Any startup biotech company will want to spend ample time researching the guidelines and class definitions before applying for FDA clearance. It seems like a tedious process, but it is a sound time investment and helps ensure the company only needs to go through the process once per product. Any mistakes along the way can result in going back to the drawing board and starting the process all over again.

To avoid this, these companies need to hire employees and consultants who have been through the process and can lend guidance from experience. Also, it is strongly advised to open a dialogue with people at the FDA. They are there to help companies get through the process smoothly and efficiently, and can help a startup overcome challenges along the way.

So when should you start the process? In most cases, a company will wait until it has a product prototype or a design it’s happy with before starting the application. The process to apply can often begin at the start of the business, but the real work begins once the company has something that can be tested for safety and efficacy. The good news is once the submission is complete, and if everything in the application meets the FDA’s requirements, it will only take 60 to 90 days on average to hear back from the FDA.

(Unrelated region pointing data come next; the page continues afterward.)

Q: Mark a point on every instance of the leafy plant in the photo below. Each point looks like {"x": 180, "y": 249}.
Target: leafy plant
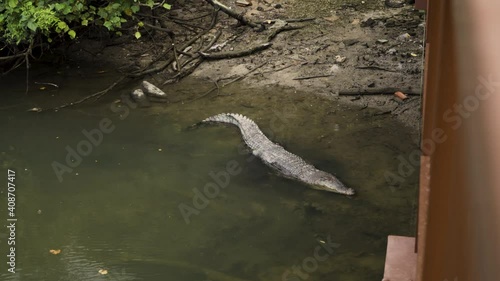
{"x": 21, "y": 21}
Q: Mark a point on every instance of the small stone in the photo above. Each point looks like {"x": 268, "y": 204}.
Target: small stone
{"x": 395, "y": 3}
{"x": 404, "y": 37}
{"x": 390, "y": 23}
{"x": 368, "y": 23}
{"x": 391, "y": 51}
{"x": 339, "y": 59}
{"x": 152, "y": 90}
{"x": 140, "y": 98}
{"x": 243, "y": 3}
{"x": 350, "y": 42}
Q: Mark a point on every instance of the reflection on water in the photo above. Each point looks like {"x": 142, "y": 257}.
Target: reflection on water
{"x": 119, "y": 208}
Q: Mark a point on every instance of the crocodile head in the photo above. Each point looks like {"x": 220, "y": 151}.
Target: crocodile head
{"x": 327, "y": 182}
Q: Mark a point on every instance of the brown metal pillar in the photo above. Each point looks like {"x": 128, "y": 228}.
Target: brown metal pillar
{"x": 459, "y": 193}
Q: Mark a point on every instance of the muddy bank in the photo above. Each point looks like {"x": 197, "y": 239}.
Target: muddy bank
{"x": 345, "y": 46}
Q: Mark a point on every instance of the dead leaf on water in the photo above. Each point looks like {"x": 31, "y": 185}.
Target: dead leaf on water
{"x": 55, "y": 252}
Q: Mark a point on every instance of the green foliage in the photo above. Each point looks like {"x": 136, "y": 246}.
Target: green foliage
{"x": 22, "y": 20}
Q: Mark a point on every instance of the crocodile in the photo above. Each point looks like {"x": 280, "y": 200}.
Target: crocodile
{"x": 275, "y": 156}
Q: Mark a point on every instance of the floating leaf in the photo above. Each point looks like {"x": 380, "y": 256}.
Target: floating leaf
{"x": 55, "y": 252}
{"x": 103, "y": 271}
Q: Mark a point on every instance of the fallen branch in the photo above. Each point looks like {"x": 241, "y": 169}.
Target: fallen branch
{"x": 313, "y": 77}
{"x": 281, "y": 29}
{"x": 287, "y": 20}
{"x": 95, "y": 95}
{"x": 197, "y": 61}
{"x": 233, "y": 14}
{"x": 372, "y": 67}
{"x": 235, "y": 54}
{"x": 217, "y": 87}
{"x": 166, "y": 63}
{"x": 380, "y": 91}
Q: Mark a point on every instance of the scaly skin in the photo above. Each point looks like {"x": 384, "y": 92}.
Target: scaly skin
{"x": 287, "y": 164}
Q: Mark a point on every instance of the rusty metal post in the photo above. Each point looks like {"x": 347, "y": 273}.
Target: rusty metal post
{"x": 460, "y": 176}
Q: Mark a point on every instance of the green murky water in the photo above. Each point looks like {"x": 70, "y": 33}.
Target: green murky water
{"x": 119, "y": 208}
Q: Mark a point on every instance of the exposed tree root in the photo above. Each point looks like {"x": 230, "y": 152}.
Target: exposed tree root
{"x": 233, "y": 14}
{"x": 380, "y": 91}
{"x": 235, "y": 54}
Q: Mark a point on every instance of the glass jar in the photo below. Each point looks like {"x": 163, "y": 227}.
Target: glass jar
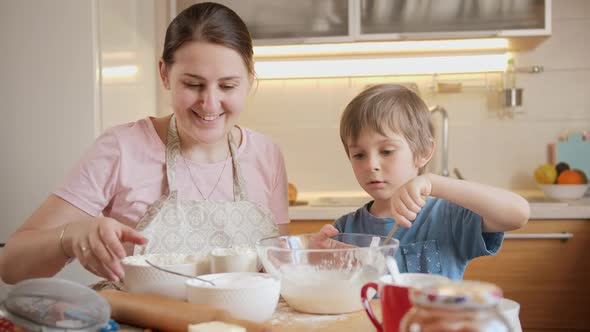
{"x": 466, "y": 306}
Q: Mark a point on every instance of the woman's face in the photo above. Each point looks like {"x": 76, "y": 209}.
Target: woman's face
{"x": 209, "y": 84}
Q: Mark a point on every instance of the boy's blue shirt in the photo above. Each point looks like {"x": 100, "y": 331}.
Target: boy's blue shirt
{"x": 443, "y": 238}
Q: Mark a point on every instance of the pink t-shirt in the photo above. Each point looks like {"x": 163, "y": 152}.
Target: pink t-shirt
{"x": 123, "y": 173}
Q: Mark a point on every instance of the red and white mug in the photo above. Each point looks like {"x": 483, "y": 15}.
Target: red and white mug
{"x": 395, "y": 298}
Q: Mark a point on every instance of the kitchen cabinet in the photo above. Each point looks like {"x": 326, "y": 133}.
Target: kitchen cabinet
{"x": 326, "y": 21}
{"x": 539, "y": 267}
{"x": 287, "y": 21}
{"x": 384, "y": 19}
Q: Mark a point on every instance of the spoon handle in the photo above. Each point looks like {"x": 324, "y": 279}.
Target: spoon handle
{"x": 178, "y": 273}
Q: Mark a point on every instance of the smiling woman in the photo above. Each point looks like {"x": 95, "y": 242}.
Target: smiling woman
{"x": 151, "y": 186}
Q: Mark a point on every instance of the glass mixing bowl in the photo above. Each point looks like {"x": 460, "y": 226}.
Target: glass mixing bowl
{"x": 324, "y": 275}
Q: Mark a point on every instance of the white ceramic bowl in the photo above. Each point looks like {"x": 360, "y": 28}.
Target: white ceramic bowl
{"x": 245, "y": 295}
{"x": 144, "y": 279}
{"x": 510, "y": 309}
{"x": 564, "y": 192}
{"x": 236, "y": 259}
{"x": 325, "y": 276}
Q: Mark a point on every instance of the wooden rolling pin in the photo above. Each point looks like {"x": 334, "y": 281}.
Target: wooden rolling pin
{"x": 163, "y": 314}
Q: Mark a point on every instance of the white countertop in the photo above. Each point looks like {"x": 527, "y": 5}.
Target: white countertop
{"x": 540, "y": 208}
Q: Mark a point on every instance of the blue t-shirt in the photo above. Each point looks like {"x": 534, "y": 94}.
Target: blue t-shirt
{"x": 443, "y": 238}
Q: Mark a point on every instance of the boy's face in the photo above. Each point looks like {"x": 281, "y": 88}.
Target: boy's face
{"x": 382, "y": 164}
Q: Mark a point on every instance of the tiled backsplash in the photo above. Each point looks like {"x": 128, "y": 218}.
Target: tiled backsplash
{"x": 303, "y": 115}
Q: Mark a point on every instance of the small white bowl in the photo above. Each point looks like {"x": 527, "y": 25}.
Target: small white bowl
{"x": 144, "y": 279}
{"x": 511, "y": 309}
{"x": 564, "y": 192}
{"x": 245, "y": 295}
{"x": 223, "y": 260}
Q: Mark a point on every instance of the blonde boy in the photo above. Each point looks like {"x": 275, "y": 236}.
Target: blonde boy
{"x": 388, "y": 137}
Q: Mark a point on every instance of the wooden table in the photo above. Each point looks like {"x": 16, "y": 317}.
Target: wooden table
{"x": 285, "y": 319}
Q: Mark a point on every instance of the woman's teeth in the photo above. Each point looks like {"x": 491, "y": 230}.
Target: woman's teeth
{"x": 209, "y": 117}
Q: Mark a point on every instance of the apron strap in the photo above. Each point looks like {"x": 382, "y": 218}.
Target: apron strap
{"x": 173, "y": 153}
{"x": 240, "y": 193}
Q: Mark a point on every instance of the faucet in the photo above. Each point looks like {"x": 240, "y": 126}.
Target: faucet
{"x": 445, "y": 155}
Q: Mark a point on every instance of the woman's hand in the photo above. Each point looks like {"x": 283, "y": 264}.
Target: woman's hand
{"x": 409, "y": 199}
{"x": 98, "y": 245}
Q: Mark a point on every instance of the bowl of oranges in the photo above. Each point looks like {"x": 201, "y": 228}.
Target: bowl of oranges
{"x": 560, "y": 182}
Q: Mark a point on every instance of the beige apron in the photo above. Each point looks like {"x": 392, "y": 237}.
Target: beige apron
{"x": 177, "y": 226}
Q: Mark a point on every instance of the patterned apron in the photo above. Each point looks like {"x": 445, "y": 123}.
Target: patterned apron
{"x": 177, "y": 226}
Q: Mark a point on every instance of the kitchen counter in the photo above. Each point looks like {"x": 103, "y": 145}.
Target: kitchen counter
{"x": 331, "y": 208}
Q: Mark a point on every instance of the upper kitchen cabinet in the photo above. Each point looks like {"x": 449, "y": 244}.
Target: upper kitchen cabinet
{"x": 426, "y": 19}
{"x": 291, "y": 22}
{"x": 273, "y": 22}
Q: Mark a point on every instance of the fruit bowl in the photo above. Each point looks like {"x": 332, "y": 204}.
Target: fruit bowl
{"x": 322, "y": 275}
{"x": 564, "y": 192}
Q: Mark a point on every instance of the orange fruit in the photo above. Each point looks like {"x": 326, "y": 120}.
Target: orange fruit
{"x": 570, "y": 177}
{"x": 545, "y": 174}
{"x": 582, "y": 174}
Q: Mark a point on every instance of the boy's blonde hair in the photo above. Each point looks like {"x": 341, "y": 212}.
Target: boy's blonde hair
{"x": 385, "y": 108}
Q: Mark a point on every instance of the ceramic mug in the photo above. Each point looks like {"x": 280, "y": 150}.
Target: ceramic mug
{"x": 222, "y": 260}
{"x": 395, "y": 298}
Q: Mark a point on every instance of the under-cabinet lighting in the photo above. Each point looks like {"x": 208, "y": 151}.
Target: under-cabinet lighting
{"x": 373, "y": 48}
{"x": 119, "y": 72}
{"x": 307, "y": 68}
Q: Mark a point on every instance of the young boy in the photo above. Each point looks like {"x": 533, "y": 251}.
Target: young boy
{"x": 388, "y": 138}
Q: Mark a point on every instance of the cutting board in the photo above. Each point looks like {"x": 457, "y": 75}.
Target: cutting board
{"x": 576, "y": 152}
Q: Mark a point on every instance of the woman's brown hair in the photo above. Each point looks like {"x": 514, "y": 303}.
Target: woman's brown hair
{"x": 213, "y": 23}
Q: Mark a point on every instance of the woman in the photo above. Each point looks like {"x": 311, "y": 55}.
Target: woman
{"x": 186, "y": 182}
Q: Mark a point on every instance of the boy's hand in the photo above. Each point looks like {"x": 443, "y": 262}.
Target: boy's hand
{"x": 409, "y": 199}
{"x": 329, "y": 230}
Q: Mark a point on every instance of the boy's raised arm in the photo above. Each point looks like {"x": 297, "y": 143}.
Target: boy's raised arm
{"x": 501, "y": 210}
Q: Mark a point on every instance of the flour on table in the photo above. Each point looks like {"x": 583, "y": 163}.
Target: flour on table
{"x": 286, "y": 315}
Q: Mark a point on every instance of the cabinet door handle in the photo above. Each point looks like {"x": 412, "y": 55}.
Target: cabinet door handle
{"x": 540, "y": 236}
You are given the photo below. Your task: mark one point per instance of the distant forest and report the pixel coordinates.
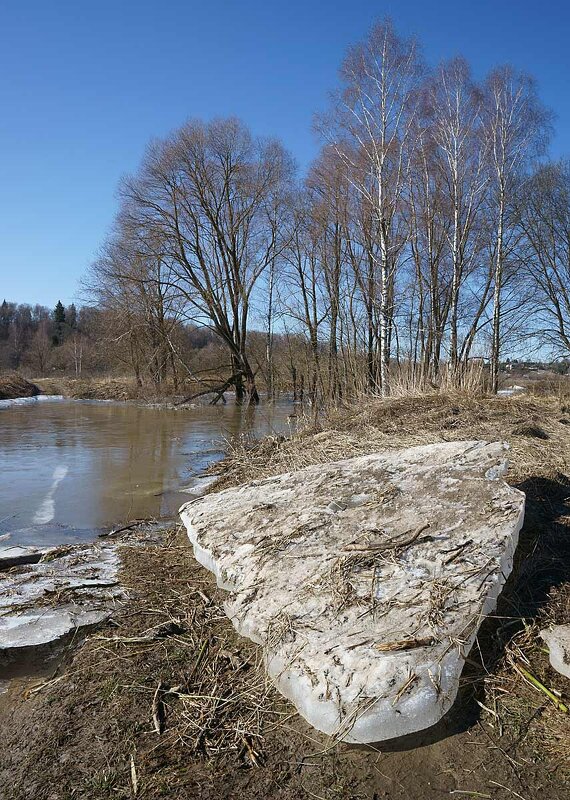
(431, 231)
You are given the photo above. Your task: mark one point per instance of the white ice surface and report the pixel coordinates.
(42, 602)
(558, 640)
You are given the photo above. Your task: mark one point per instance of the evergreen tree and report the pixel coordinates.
(58, 323)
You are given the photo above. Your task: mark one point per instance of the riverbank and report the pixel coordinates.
(13, 386)
(167, 701)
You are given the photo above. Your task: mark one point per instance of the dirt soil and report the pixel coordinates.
(13, 386)
(166, 701)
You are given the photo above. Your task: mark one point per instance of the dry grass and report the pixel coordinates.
(13, 385)
(538, 431)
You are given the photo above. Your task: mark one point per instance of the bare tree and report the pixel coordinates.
(213, 195)
(543, 212)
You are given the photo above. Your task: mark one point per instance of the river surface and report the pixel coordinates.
(69, 469)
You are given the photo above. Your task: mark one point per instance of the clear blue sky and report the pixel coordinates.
(84, 85)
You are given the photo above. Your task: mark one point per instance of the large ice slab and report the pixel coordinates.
(365, 580)
(41, 602)
(558, 640)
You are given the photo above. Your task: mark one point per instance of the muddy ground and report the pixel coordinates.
(166, 701)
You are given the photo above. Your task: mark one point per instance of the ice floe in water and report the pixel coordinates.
(558, 640)
(365, 580)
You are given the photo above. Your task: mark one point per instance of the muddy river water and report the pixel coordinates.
(70, 468)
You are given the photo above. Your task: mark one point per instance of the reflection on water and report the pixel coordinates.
(91, 465)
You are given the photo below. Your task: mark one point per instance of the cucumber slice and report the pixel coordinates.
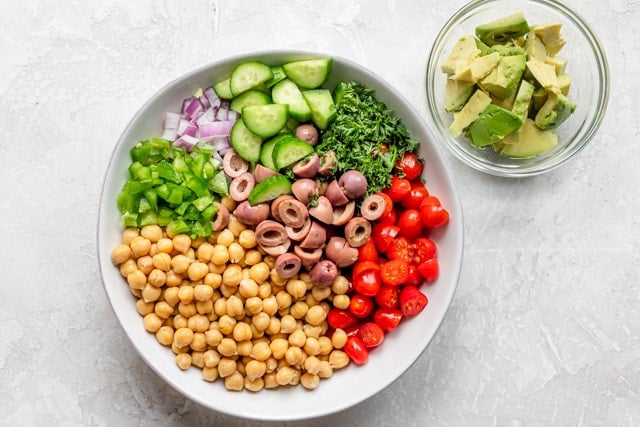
(287, 92)
(248, 75)
(323, 110)
(250, 97)
(266, 153)
(223, 89)
(310, 73)
(290, 150)
(265, 120)
(244, 142)
(269, 189)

Once a company considers FDA clearance they can also expect some changes to their business. As with every form of government licensing, the FDA has rules and guidelines that must be followed, and these are known as the quality systems requirements. This is simply a form of management by the FDA that ensures biotech companies offer a consistent level of quality in every aspect of their business and are marketing products in a way that will not deceive or misguide the public.

In the end, every biotech company has to decide how they are going to grow their business. As we see more and more medical device and other biotechnology companies emerge in Arizona, we’ll see them go to market in vastly different ways.